Sıtmaya Razı Ediyorlar

Muhakkak ki şeytanın en büyük silahı, insanların yüreğine saldığı korku ve endişedir. İnsanları sürekli açlıkla, yoksullukla, hastalıkla, gelecek endişesiyle, ölümle korkutur. İnsanlar korktukça, şeytanın oyuncağı haline gelirler. Bu korkunun şeytandan geldiğini bir çok insan fark edemez. Bu korku ve endişelerin en büyük zararı, insan bünyesini tedavisi güç hastalıklara maruz bırakmasıdır.
İnsan kılığında gezen şeytanlar da bunu fark etmiş olmalılar ki artık insanları korkutarak kontrol altına alıyor ve bu yolla hesapsız paralar kazanıyorlar. Bu korku ve endişeler yüzünden yaşanan depresyon, kaygı bozukluğu ve benzer psikolojik hastalıklar son yıllarda tüm dünyada en üst düzeyde görülüyor. Geçen yıl yalnız ülkemizde 60 milyon kutu antidepresan ilaç kullanılmış. Elbette şeytanın kazancı bu kadarla sınırlı değil.

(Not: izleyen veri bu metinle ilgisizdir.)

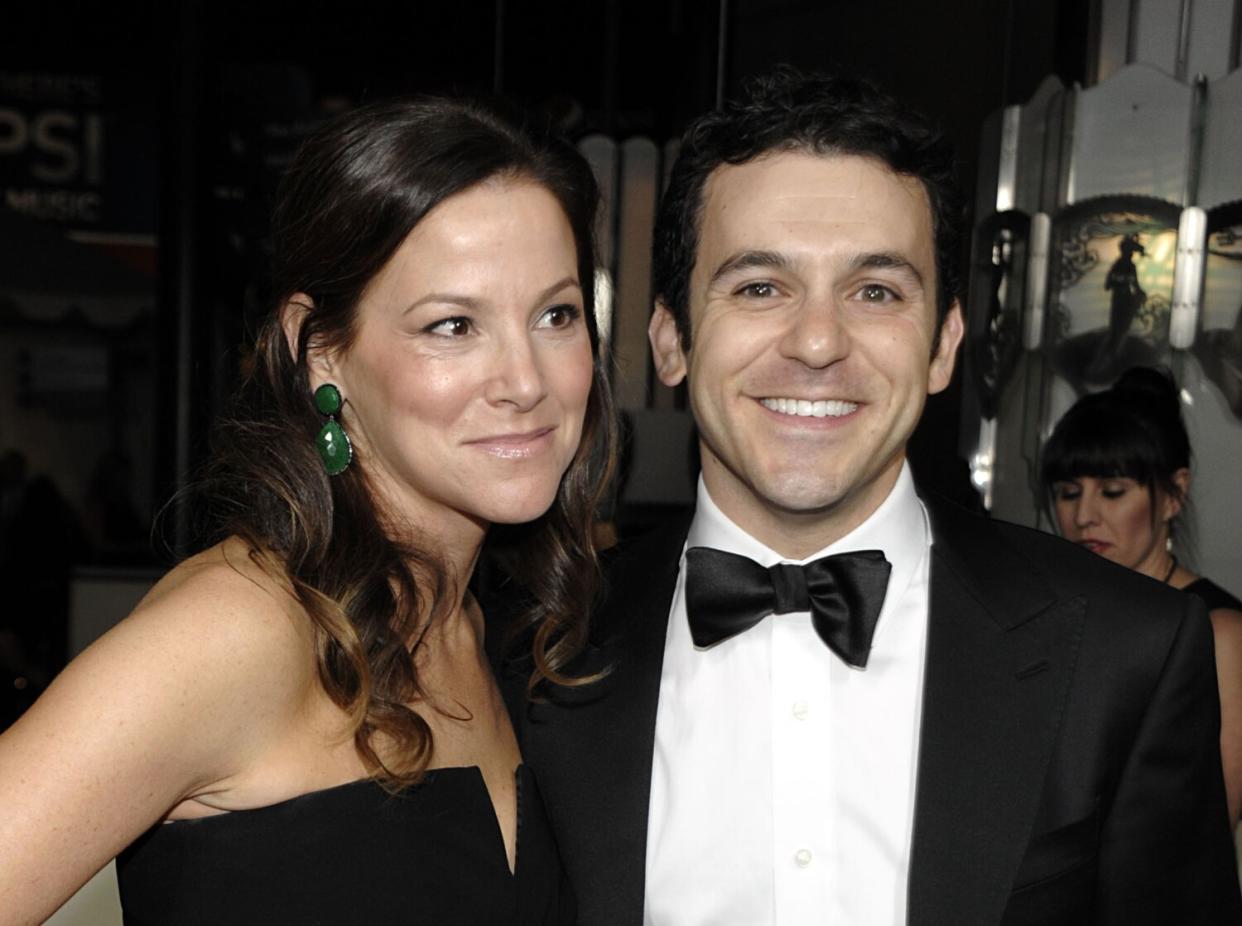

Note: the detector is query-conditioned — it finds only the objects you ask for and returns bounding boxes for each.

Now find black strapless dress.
[117,766,574,926]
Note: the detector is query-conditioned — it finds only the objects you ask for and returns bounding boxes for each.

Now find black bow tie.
[686,546,892,669]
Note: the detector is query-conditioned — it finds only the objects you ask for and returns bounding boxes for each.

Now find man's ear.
[928,299,965,395]
[647,302,686,386]
[281,293,333,389]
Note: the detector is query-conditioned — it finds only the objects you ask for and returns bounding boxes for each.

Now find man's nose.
[780,295,850,369]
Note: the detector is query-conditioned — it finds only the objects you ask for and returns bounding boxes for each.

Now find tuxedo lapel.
[908,504,1084,926]
[519,520,688,926]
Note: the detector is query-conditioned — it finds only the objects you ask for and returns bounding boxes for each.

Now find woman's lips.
[467,427,556,459]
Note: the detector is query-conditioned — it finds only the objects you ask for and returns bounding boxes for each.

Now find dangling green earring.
[314,382,354,475]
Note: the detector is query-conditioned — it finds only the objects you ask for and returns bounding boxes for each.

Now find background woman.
[0,101,612,924]
[1043,367,1242,827]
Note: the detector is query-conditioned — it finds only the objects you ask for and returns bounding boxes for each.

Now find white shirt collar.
[686,462,928,572]
[686,462,932,647]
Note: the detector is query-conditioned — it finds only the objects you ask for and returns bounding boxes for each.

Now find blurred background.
[0,0,1092,705]
[0,0,1242,922]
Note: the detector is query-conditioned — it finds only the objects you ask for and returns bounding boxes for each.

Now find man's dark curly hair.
[652,66,964,350]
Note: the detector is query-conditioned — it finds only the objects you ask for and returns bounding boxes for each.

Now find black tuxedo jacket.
[501,503,1242,926]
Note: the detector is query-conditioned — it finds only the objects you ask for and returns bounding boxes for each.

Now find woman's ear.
[1164,467,1190,521]
[281,293,332,389]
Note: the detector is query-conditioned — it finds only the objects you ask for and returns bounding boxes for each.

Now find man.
[499,71,1242,926]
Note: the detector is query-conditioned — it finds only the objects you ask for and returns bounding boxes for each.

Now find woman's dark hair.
[1041,366,1190,511]
[204,98,616,787]
[652,65,965,350]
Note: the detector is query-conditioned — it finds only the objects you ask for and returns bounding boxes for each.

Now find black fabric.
[1182,578,1242,611]
[117,767,574,926]
[686,546,892,668]
[502,499,1242,926]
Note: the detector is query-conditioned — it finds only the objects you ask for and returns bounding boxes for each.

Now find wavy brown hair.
[202,99,616,787]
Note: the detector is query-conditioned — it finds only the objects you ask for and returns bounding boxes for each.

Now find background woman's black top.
[117,766,574,926]
[1182,578,1242,611]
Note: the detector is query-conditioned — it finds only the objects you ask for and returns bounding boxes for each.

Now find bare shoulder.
[0,541,314,921]
[130,539,311,670]
[1207,608,1242,659]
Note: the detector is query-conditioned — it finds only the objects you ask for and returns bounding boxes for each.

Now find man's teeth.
[760,398,858,418]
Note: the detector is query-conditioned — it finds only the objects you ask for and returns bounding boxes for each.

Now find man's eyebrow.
[708,251,790,284]
[850,251,923,287]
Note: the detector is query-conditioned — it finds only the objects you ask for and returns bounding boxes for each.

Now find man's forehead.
[702,149,932,221]
[698,150,934,259]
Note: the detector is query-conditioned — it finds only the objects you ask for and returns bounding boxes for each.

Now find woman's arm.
[1208,608,1242,829]
[0,543,304,926]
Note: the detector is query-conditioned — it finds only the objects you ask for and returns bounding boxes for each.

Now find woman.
[0,101,614,924]
[1043,367,1242,827]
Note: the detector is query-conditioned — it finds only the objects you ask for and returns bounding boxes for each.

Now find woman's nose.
[487,338,546,411]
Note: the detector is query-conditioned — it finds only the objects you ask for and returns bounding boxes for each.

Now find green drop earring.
[314,382,354,475]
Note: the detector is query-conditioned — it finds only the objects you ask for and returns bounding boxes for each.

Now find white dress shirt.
[643,467,932,926]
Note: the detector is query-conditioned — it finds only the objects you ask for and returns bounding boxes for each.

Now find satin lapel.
[520,520,688,926]
[908,503,1084,926]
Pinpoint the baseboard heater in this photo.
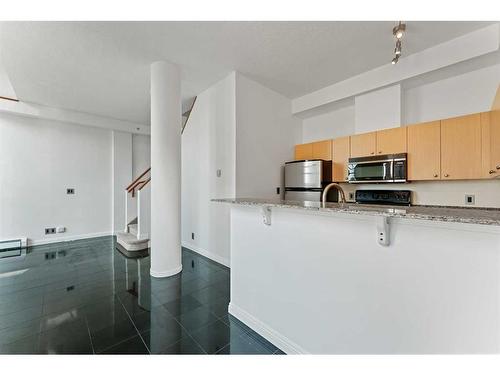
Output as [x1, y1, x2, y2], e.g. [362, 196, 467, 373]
[0, 238, 28, 259]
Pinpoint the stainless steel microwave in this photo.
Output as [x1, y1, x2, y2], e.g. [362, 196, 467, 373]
[347, 154, 407, 184]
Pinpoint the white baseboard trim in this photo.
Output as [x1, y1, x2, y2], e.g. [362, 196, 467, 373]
[228, 302, 310, 354]
[28, 232, 113, 246]
[182, 241, 231, 267]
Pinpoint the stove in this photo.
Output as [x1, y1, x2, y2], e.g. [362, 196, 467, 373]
[355, 190, 411, 206]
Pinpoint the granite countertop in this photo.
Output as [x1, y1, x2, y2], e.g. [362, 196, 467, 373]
[212, 198, 500, 226]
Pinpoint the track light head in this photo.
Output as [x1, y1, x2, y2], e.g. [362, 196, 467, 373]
[392, 21, 406, 40]
[394, 40, 401, 55]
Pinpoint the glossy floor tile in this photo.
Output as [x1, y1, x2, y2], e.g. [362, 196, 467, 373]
[0, 237, 283, 354]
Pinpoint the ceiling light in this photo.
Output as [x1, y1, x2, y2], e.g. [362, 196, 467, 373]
[391, 21, 406, 65]
[394, 40, 401, 55]
[392, 21, 406, 39]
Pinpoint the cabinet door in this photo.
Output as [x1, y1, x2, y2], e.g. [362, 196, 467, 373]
[312, 140, 332, 160]
[351, 132, 376, 158]
[377, 127, 406, 155]
[295, 143, 313, 160]
[332, 137, 351, 182]
[407, 121, 441, 181]
[481, 110, 500, 178]
[441, 113, 482, 180]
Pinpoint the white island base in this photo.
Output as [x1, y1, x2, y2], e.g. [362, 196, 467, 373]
[229, 205, 500, 354]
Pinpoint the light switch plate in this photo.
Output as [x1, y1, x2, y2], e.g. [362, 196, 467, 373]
[465, 194, 476, 206]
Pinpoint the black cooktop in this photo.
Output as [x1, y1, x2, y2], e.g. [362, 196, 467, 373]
[356, 190, 411, 206]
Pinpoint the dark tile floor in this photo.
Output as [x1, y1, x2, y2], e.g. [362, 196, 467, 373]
[0, 237, 282, 354]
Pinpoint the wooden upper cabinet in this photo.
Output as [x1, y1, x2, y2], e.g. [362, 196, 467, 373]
[332, 137, 351, 182]
[481, 110, 500, 178]
[377, 127, 406, 155]
[312, 140, 332, 160]
[407, 121, 441, 181]
[295, 143, 313, 160]
[441, 113, 483, 180]
[351, 132, 377, 158]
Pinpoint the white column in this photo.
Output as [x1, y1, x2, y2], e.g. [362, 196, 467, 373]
[150, 61, 182, 277]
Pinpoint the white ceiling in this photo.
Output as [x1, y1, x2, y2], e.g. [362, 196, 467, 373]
[0, 21, 491, 124]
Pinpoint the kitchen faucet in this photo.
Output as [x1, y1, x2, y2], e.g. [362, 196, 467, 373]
[321, 182, 346, 207]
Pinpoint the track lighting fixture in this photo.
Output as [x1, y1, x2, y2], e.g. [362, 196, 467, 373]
[394, 40, 401, 55]
[392, 21, 406, 65]
[392, 21, 406, 39]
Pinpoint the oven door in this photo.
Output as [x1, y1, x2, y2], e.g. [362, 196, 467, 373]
[348, 160, 394, 183]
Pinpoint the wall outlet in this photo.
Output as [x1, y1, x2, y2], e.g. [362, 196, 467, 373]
[465, 194, 476, 205]
[45, 228, 56, 234]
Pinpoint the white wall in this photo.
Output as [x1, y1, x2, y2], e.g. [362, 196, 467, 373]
[229, 206, 500, 354]
[302, 105, 354, 143]
[0, 114, 112, 242]
[236, 73, 302, 198]
[182, 73, 236, 265]
[354, 85, 401, 134]
[111, 130, 135, 233]
[402, 64, 500, 124]
[132, 134, 151, 178]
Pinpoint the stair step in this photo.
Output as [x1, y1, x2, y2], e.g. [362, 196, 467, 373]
[128, 224, 138, 236]
[116, 232, 149, 251]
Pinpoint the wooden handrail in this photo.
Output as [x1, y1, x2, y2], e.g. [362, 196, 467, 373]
[137, 177, 151, 191]
[125, 167, 151, 193]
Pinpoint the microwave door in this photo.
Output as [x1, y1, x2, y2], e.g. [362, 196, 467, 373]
[285, 160, 323, 189]
[349, 161, 392, 182]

Tıp literatürüne tüm hastalıkların başına eklenebilen “başlangıç” diye, bir ön ek dahil ettiler. Her hastalığın bir başlangıç evresi olduğunu düşündürerek, insanlar korkutuluyor. Oysa hastalık bünyede ya vardır ya da yoktur. Bunları ben söylemiyorum, neyse ki aklı başında birkaç hekim var. Sürekli hem hasta olduğunu düşünen insanları, hem de meslektaşlarını uyarıyorlar ama dinleyen kim. Kendini biraz iyi hissetmeyen, sabah erkenden soluğu hastanede alıyor. Sonra gereksiz tahliller ve gereksiz tetkikler birbirini izliyor. Yine kullanılan dünya kadar gereksiz ilaç. Böylelikle ilaç ve medikal üreten firmalar paraya para demiyorlar.
Şekerden ekmekten, paketlenmiş gıdalardan uzak durun diyenleri, kimsenin dikkate aldığı yok. Sofraya alkollü ve asitli içecek olmadan oturmayanların sayısı oldukça fazla. Hala margarini iştahla yiyenler var. Abur cubur diye tanımlanan bisküvi çeşitlerini eskiden yalnız çocuklar yerdi. Şimdilerde yediden yetmişe herkes zevkle tüketiyor. İnsanlar kendilerini değil de bünyelerinde hastalık besliyorlar sanki. Endüstriyel gıdalar ilaç sanayisine yeni hastalar hazırlıyorlar. İnsanları korkutarak ilaç satan şeytani varlıklar, zararlı gıdaların reklamını yaparak satıyorlar.
Toplumları korkutarak mecbur ettikleri aşıların foyası sonunda ortaya çıktı. Ama pes etmiyorlar, insanları kurguladıkları yeni korku senaryolarına inandırmaya çalışıyorlar. Daha güçlü ve daha ölümcül virüslerin yolda olduğunu söylüyorlar. Daha kapsamlı aşılar geliştirmekle meşgul olduklarını söylemeyi de ihmal etmiyorlar. İllaki hepinizi aşılayacağız, aşı olmazsanız beslenme yoluyla bu sıvıyı vereceğiz diyorlar. Ölümü gösterip sıtmaya razı etmenin geldiği son nokta böyle. Yüce Dinimizin Kitabı, “Cinlerden ve insanlardan; insanların kalplerine vesvese veren sinsi vesvesecinin kötülüğünden, insanların Rabbine, insanların Melik’ine, insanların İlah’ına sığınırım.” mealindeki ayetlerle şeytani güçlerin oyunlarına karşı bizleri uyarıyor.